Emma’s Sauteed Chickpeas
1 can organic chickpeas (garbanzo beans), rinsed
1/8 tsp crushed red pepper flakes
1/8 tsp turmeric
1/8 tsp cumin
1/8 tsp paprika
1/8 tsp chili powder
1/8 tsp pink salt
2 tsp olive oil
Heat olive oil in a cast iron skillet. Toss the chickpeas with the seasonings then saute over medium heat until brown and crispy on the outside. Serve warm. Store leftovers (if you have any!) in an airtight container then re-heat to crisp them back up before serving.
12 oz. Wild Salmon, cut in two fillets (Or for different recipe use chicken or veggies for vegan)

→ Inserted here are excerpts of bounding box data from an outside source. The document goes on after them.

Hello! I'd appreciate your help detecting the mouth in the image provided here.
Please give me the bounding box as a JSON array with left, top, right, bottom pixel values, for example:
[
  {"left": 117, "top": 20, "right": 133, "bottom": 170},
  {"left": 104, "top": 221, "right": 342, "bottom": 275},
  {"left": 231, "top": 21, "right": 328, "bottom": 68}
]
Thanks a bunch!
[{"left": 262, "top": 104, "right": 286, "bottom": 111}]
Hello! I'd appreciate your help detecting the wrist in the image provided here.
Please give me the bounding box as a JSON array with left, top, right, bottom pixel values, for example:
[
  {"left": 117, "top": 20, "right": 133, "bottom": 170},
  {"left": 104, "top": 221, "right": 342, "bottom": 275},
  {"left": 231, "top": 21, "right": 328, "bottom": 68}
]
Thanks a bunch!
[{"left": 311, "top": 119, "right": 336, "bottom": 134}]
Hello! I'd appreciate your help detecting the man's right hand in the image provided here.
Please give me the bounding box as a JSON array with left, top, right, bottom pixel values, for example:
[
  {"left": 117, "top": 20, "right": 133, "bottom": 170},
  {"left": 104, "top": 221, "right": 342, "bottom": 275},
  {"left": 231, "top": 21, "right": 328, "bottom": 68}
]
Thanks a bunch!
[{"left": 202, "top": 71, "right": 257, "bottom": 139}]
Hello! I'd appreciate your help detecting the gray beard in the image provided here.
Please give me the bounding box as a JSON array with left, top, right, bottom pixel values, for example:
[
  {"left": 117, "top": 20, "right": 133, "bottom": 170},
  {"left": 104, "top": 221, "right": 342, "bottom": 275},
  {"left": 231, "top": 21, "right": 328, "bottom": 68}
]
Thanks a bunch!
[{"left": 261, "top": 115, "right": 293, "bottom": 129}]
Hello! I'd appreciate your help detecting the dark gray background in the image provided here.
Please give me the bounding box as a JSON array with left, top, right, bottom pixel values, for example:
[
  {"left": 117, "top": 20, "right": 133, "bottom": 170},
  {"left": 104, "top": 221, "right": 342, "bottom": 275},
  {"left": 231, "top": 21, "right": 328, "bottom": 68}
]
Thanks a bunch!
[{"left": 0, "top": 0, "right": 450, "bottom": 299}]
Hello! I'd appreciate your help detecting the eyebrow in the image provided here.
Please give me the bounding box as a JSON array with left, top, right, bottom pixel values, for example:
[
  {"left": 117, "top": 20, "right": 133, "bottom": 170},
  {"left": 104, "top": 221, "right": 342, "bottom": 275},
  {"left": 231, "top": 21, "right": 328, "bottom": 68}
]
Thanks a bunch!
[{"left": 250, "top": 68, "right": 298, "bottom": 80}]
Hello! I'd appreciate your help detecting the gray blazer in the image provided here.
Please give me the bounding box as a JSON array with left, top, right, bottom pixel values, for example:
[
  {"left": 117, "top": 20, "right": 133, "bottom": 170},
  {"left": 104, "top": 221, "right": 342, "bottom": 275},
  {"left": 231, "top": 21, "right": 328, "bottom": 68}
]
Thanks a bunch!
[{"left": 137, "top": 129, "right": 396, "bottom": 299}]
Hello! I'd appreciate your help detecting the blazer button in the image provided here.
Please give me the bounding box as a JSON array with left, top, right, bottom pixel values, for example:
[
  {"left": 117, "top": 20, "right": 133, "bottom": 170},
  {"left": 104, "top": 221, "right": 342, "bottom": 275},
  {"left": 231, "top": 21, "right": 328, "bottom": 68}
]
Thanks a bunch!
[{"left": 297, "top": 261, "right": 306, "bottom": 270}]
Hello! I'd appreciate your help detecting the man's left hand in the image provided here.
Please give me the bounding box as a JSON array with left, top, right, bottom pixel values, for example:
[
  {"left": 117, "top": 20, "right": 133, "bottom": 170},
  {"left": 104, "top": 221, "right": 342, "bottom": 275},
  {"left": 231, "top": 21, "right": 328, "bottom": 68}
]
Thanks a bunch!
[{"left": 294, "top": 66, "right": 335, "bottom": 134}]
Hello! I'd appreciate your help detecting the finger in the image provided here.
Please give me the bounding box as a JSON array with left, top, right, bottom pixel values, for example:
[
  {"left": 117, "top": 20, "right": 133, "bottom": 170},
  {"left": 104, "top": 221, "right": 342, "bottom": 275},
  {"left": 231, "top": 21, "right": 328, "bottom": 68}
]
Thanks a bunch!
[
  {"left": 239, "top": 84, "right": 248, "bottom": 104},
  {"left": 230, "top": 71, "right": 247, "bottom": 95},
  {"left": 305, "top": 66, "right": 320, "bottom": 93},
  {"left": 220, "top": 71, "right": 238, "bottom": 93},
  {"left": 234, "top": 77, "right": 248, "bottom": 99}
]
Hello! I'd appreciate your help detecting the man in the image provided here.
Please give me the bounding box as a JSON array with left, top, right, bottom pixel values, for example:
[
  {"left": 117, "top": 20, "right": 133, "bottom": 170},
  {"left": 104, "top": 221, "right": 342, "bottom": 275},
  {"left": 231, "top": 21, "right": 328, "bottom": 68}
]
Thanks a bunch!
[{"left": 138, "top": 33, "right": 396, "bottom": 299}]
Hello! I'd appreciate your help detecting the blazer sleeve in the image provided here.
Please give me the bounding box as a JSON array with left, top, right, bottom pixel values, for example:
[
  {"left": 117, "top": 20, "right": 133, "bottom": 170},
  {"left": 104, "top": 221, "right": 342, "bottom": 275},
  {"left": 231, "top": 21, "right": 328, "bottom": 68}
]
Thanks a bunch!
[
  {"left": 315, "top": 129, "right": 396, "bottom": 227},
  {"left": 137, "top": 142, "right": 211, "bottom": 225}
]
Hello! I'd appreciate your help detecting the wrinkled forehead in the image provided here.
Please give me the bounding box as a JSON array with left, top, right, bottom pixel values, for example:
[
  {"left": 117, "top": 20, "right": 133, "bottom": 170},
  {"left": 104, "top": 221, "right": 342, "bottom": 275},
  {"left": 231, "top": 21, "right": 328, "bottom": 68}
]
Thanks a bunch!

1 tbsp. cold pressed olive oil
2 lemons, sliced in half
1 tsp. organic sea salt
1 tsp. chili powder
Preheat oven to 500° F. Rinse salmon, pat dry and place on a metal baking sheet, lined with foil. Rub each fillet with olive oil. Squeeze the juice from one-half lemon onto each fillet. Sprinkle fillets with salt and chili powder, then place a half lemon on
top of each fillet. Turn down oven temperature to 275°. Place salmon in oven and cook for 8-12 minutes, depending on how well done you like your fish. For the chicken, grill it on the grill for 3-5 minutes per side. Or place in oven on 350° covered for 20 minutes and uncovered for 15 minutes. Enjoy!
2 medium-sized sweet potatoes
1/2 tbsp olive oil
Heat oven to 450. Wash sweet potatoes thoroughly. Cut into wedges (see this episode of Queen of the Kitchen for specifics). Place in a large bowl and toss with oil to coat. Place in a single layer on a baking sheet that has been sprayed with cooking spray. Sprinkle generously with turmeric. Place in oven and bake 20 minutes, turning halfway through.